Composition Artist Credit
Prince Rostislav Sergey Rachmaninov, Composer
Royal Liverpool Philharmonic Orchestra
Sergey Rachmaninov, Composer
Vasily Petrenko, Conductor
Symphony No. 1 Sergey Rachmaninov, Composer
Royal Liverpool Philharmonic Orchestra
Sergey Rachmaninov, Composer
Vasily Petrenko, Conductor
Vasily Petrenko rounds off his cycle of Rachmaninov symphonies for Warner (formerly EMI) Classics with this characteristically articulate and highly charged account of the epic First, magnificently played by an orchestra currently at the very top of its game. Composed between 1895 and 1897, the D minor symphony is an extraordinarily ambitious, prodigiously inventive and subtly integrated canvas, whose calamitous St Petersburg world premiere under Glazunov’s baton plunged its gifted young creator into a prolonged state of depression. Tragically, the piece was never heard again during Rachmaninov’s lifetime and only posthumously reconstructed from the surviving orchestral parts.

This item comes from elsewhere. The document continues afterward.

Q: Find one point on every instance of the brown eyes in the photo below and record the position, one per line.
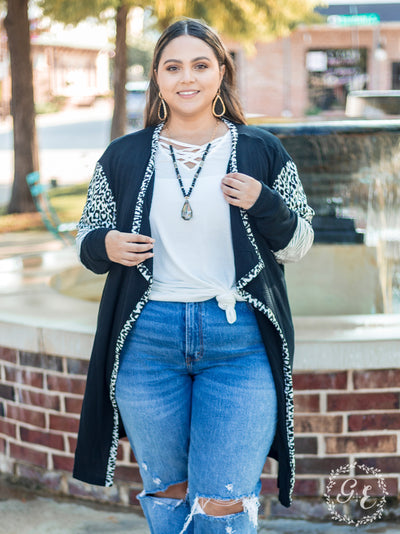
(199, 66)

On the whole, the work’s most perceptive interpreters to date – Svetlanov (USSR SO; Melodiya), de Waart (Rotterdam PO; Philips, 12/79 – nla), Pletnev (DG), Anissimov (Naxos) and Kocsis (BMC) – tend not to deviate that much from the 1947 score. Frustratingly, Petrenko is hardly shy when it comes to tweaking the text, most notably (and, to my ears, deleteriously) adding liberal dollops of percussion throughout. Like Rozhdestvensky on his eccentric live 1990 Moscow PO performance (Revolution – nla), he even throws in tubular bells and a glockenspiel at the height of the slow movement – an aberration of taste all the more inexplicable when the clarinets’ gently swaying waltz leading up to it (so gorgeously embellished by the violins – try from 7'01") is as ravishingly songful and heartbreaking as I can ever recall.

Granted, the coupling is superb, a no-holds-barred reading of the red-blooded symphonic poem Prince Rostislav. To my own way of thinking, however, Petrenko’s questionable ‘improvements’ in the main work do tend to take the gloss off his achievement here – a shame given that the music-making otherwise displays such undeniably strong temperament, architectural grip and considerable emotional clout.